Protect your tax return information from identity theft

This past November I attended my usual two full day tax conference in preparation for the upcoming tax filing season. As has frequently been a topic of top priority, the course instructor asked of the participants: “How many tax practitioners in the room have had clients who were victims of identity theft?”

Now, the first thing to mention about this is that probably more than five years ago, this topic just wasn’t even something that routinely came up in CPE classes. But now, it is a topic which has been elevated to top priority and routinely comes up for discussion within the professional practitioner group I am involved with.

Secondly, again going back over five years ago, I don’t imagine that hardly any hands in the room size of about 200 tax professionals would have gone up. But, in response to that question now, a very significant number of hands shot up which demonstrated just how pervasive the problem has become over the years.

IRS data too bears out just how much of a growing problem this has become having reported that total taxpayer identity theft cases have risen quite significantly over the past few years. However, that being said, IRS has also made significant progress in combating the problem through a number of initiatives which are beyond the scope of what I can cover here in this short blog post.

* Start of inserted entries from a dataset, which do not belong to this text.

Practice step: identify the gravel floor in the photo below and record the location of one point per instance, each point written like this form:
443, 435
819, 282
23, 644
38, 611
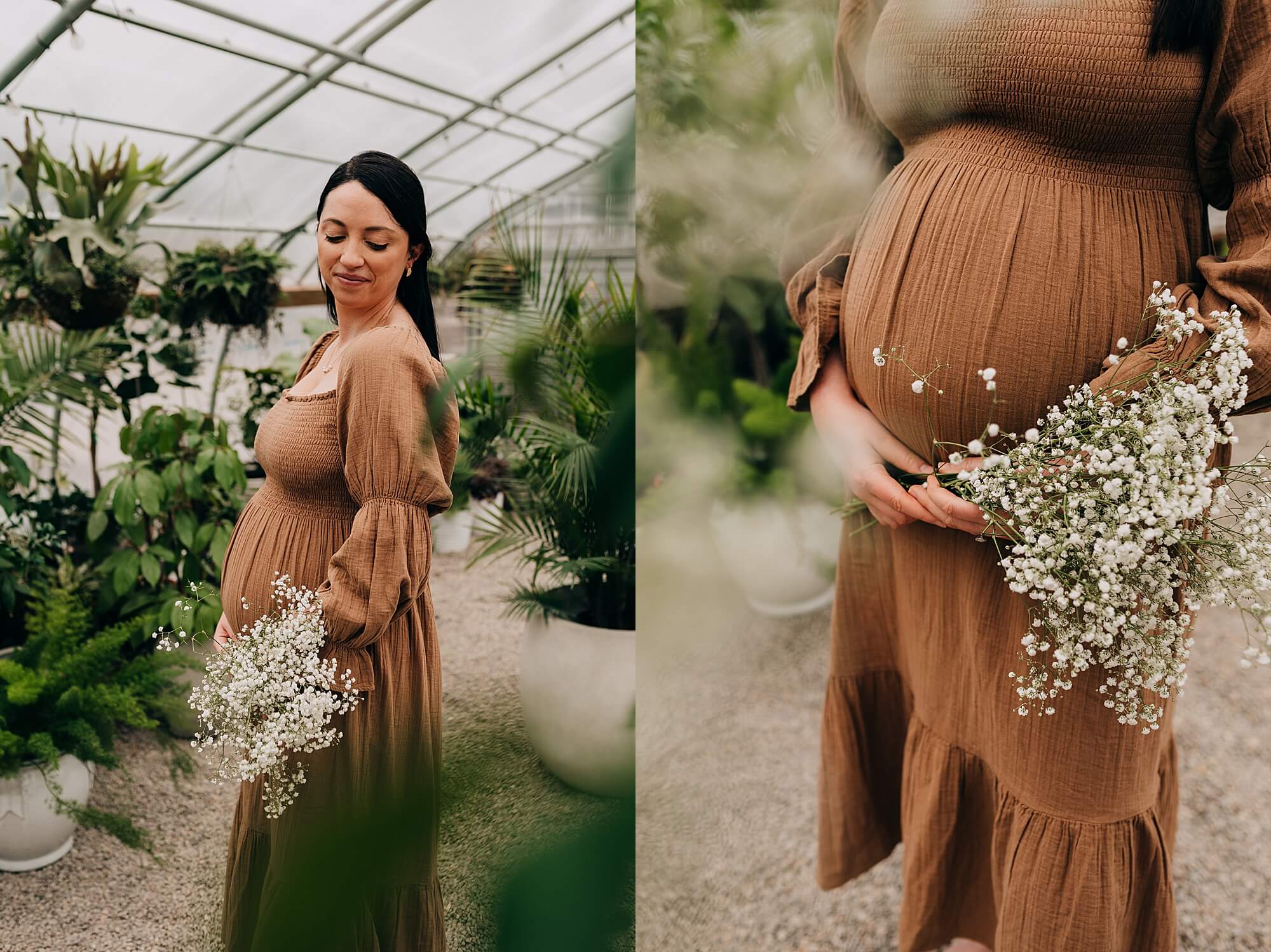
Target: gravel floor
107, 898
728, 751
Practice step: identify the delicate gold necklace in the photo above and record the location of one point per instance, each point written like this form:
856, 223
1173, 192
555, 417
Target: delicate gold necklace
329, 367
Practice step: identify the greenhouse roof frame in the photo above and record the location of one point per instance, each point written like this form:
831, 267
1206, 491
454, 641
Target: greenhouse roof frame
512, 132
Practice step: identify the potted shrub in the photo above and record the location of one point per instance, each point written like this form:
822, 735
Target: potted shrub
570, 514
233, 288
453, 529
67, 691
765, 508
237, 289
79, 268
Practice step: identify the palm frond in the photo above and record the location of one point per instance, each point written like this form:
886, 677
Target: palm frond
39, 367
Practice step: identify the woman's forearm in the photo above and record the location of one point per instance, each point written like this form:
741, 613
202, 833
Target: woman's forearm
831, 392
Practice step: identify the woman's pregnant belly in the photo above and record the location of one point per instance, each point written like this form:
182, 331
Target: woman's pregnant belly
275, 536
968, 266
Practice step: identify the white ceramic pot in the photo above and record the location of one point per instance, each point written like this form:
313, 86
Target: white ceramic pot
489, 509
578, 688
782, 556
453, 532
34, 834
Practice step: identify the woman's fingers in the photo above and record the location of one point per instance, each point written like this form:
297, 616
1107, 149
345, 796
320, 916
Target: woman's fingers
951, 503
920, 494
892, 495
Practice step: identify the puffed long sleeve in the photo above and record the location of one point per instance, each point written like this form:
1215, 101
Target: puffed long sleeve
845, 173
1234, 158
398, 467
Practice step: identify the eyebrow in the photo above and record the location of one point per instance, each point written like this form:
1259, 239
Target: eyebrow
373, 228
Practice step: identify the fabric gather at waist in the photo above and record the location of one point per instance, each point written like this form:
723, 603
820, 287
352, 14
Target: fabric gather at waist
1015, 151
336, 505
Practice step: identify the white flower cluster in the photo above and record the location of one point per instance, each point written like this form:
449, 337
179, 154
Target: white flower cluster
1110, 513
1118, 526
266, 697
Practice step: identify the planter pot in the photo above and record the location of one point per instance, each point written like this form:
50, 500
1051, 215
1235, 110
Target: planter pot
453, 532
782, 556
578, 688
32, 834
99, 307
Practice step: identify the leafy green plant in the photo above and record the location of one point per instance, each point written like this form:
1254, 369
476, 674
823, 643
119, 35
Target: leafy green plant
265, 388
486, 419
172, 509
68, 690
571, 498
43, 371
81, 265
213, 284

So, how exactly does a taxpayer first realize that their personal information may have been compromised? Well, there are six most common ways that a taxpayer becomes aware of it:

First, the taxpayer attempts to file a return electronically but the IRS rejects the return, indicating that someone else has filed a return using the same identification number of the filer or of a dependent.

Second, the taxpayer receives an IRS notice that indicates more than one return has been filed for a single account.

Third, the taxpayer receives an IRS bill for additional tax due, an unknown refund offset, or other collection action.

Fourth, the IRS asks for confirmation of information on a return that was not filed by the taxpayer. (Many tax refund fraud cases will initiate with this type of notice.)

Fifth, a notice is received that reflects wages earned from an employer the taxpayer has never worked for.

Sixth, some kind of compliance action has been taken against the taxpayer for a period for which the taxpayer never filed a return nor received a refund.

Once you as a taxpayer become aware of a suspected compromise of your information, there is a very specific sequence of events you must follow as recommended by IRS which can be found on their website. I will not go through them here as it is beyond the scope of what I can cover in this short blog post on the subject.

There are a number of ways how thieves can steal your information including looking through trash for confidential information; the outright theft of records; pretexting to impersonate a taxpayer or financial professional; hacking/DMS attacks on networks containing confidential client information; malvertising which by social engineering methods can trick the unsuspecting person to disclose confidential information; and scareware which is a malicious computer program designed to trick a user into buying and downloading unnecessary and potentially dangerous software, such as fake antivirus protection.

Every taxpayer needs to be diligent in protecting their confidential information as it exists in and among their home records and computer systems. Similarly, you should only work with tax professionals you can trust and you should inquire as to what their procedures are for the storage, protection and use of your personal tax information. For example, in my practice I make available to clients a detailed listing of my practices and technology procedures in place to safeguard my clients’ confidential information. I also monitor on a regular basis all of the IRS issued security alerts to be on watch for.